Ana Sayfa Dergi Sayıları 123. Sayı Sinema Savaşlarında Eleştirel Cephe

Sinema Savaşlarında Eleştirel Cephe

269
0

Filmler doğruyu söyleyen yalanlardır.

Bernardo Bertolucci

Frankfurt Okulu’nun üçüncü kuşak temsilcilerinden Douglas Kellner’in akademik çalışmalarının merkezinde medya kültürü ve tekno-kapitalizm konuları bulunuyor. Sinema ise Kellner’in çalışmalarının bir başka kanadını oluşturuyor. Kellner, Michael Ryan ile birlikte yazdığı Politik Kamera‘da çağdaş Hollywood sinema filmlerinin ideolojik çözümlemelerini yapmıştı. Bu anlamda, Sinema Savaşları/ Bush-Cheney Döneminde Hollywood Sineması ve Siyaset adlı çalışması Kellner’in Politik Kamera‘sıyla önemli bir bütünlük içeriyor. Kitap hayli tartışmalı 2000 yılı başkanlık seçiminin galibi George W. Bush ve yardımcısı Dick Cheney döneminin sinemadaki tezahürlerini inceliyor.
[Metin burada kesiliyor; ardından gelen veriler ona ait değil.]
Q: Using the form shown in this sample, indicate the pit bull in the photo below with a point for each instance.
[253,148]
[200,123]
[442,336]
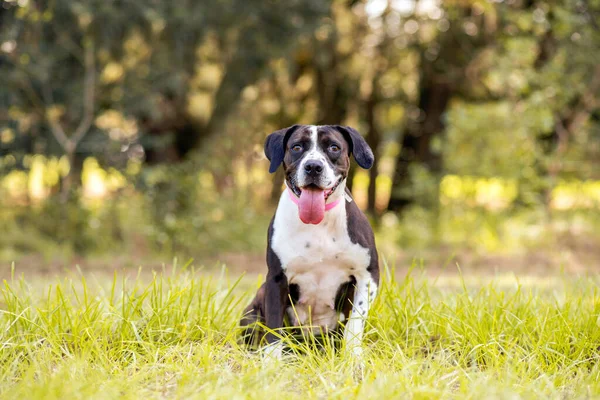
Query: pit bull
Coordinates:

Bush-Cheney döneminin siyasi ve toplumsal çalkantılarının birer alt metin olarak filmlerin içine yerleştirildiğini örnekleriyle ispata girişen Kellner’e göre, çağdaş Hollywood sineması “temsillerin birbiriyle mücadelesi olarak ve mevcut toplumsal mücadelelerin yeniden üretildiği, dönemin siyasi söylemlerinin tahvil edildiği bir mücadele alanı”olarak tanımlanabilir.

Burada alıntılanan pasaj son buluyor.